California's Hershey Highway
In our research, we learned the Ford Motor Company has sold E85-capable FFVs in California, since 1995. Chrysler and General Motors started selling E85 FFVs in 1998 and 1999, respectively.
On the State of California's website, they disclosed there are already more than 250,000 E85-adept FFVs in the state. In the United States, there are more than 5 million vehicles capable of running on E85.
For a state that likes to portray itself as playing "a leadership role in the areas of clean, alternate fuel systems, environmentally friendlier vehicles, and transportation funding," it looks like California's alternative fuel programs are more about dog-and-pony shows than cutting dependence on foreign oil or lowering GHG. Instead of allocating funds for ethanol development (which can be used to generate hydrogen), California will spend 6.5 million dollars during 2006 promoting the "Hydrogen Highway." Perhaps a better name would be the "Hershey Highway" because it looks like California's taxpayers are really going to take it in the shorts.
It's The Golden Cheese
Since time constraints wouldn't allow us to drive to one of Minnesota's 200-plus filling stations selling E85, we drove to California's one and only E85 filling station instead.

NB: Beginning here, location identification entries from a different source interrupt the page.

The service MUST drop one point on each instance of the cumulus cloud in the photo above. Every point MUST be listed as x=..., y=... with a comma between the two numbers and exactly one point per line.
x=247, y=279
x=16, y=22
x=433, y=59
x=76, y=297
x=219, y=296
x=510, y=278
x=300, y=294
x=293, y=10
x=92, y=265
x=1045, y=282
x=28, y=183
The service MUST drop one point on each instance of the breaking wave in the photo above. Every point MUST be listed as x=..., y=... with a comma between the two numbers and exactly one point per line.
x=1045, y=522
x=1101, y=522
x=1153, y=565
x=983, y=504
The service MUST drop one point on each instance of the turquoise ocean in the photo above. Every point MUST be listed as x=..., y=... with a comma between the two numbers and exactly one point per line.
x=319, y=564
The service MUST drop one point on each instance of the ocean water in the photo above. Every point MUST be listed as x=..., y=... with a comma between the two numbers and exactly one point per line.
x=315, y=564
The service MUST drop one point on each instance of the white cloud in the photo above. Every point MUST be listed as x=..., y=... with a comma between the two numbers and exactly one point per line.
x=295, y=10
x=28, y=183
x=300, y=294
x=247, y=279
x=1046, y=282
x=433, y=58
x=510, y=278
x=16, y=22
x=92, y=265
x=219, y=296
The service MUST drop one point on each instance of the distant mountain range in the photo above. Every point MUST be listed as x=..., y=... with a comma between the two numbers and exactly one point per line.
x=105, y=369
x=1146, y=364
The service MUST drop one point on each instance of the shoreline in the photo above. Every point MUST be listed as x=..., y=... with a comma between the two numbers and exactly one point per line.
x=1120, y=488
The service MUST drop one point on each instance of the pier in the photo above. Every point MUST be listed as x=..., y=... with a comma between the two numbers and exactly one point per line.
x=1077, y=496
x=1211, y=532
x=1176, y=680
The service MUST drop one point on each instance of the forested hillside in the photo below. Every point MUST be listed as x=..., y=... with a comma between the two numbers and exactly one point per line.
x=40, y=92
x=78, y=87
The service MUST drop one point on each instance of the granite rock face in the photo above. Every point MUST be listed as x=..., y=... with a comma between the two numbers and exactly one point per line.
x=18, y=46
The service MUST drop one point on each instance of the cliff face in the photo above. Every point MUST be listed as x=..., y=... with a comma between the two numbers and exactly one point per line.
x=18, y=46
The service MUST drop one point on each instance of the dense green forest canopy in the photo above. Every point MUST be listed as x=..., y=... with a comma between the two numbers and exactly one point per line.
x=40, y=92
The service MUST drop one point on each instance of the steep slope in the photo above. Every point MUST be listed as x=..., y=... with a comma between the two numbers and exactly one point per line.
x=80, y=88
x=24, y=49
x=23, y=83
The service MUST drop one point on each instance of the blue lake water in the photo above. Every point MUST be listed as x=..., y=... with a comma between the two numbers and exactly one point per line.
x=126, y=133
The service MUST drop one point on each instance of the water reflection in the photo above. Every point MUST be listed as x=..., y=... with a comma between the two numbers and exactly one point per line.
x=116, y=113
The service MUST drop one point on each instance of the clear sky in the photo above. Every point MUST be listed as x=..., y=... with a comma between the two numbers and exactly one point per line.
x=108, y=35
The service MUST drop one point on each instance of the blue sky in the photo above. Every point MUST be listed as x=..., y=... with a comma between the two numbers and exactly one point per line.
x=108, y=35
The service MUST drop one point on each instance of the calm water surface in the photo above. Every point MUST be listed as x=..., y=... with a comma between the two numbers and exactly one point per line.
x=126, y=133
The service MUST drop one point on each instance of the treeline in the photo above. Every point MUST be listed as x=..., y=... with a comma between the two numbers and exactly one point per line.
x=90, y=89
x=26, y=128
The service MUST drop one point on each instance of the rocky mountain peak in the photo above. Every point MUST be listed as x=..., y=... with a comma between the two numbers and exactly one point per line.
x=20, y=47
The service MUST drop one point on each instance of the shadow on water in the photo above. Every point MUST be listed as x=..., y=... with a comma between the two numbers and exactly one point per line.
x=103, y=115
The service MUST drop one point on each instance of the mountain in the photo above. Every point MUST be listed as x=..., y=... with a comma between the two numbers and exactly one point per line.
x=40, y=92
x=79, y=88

The 4001 El Cajon Blvd. address turned out to be a Ford dealership with the largest selection of alternate fuels available in the world today. The folks at Pearson Ford are hosts to the San Diego Environmental Foundation, an "EcoCenter for Alternate Fuel Education." They're nice people and we're sure we'll visit Pearson Ford and the Regional Transportation Center in the future to test additional alt fuels.
Before departing, they told us the E85 at the RTC contained ethanol made in Corona, California, by the Golden Cheese Company. The Golden Cheese Company of California creates enough cheese whey to produce 5 million gallons of ethanol per year.
How many miles per gallon did we get on E85 made from cheese ethanol? For the 100-mile return trip to Orange County, we ran with the flow of freeway traffic as high as 85 mph, with bursts to the GMC's governed speed limit of 100 mph. Back in Orange County, we drove 82.3 miles in stop-and-go traffic and then refueled with 11.5 gallons of unleaded gas. Our test loop averaged almost 16 mpg, while driving like idiots the entire time.
E85 is here and now-not to mention, it's lowering greenhouse gases. This stuff could render the Middle East irrelevant. Imagine if they could go back to being goat herders and camel riders just like they should be. They wouldn't have any money to buy rocket launchers or nerve gas, and they could go right back to the Iron Age, which is where they really want to be. Shouldn't that be a national priority?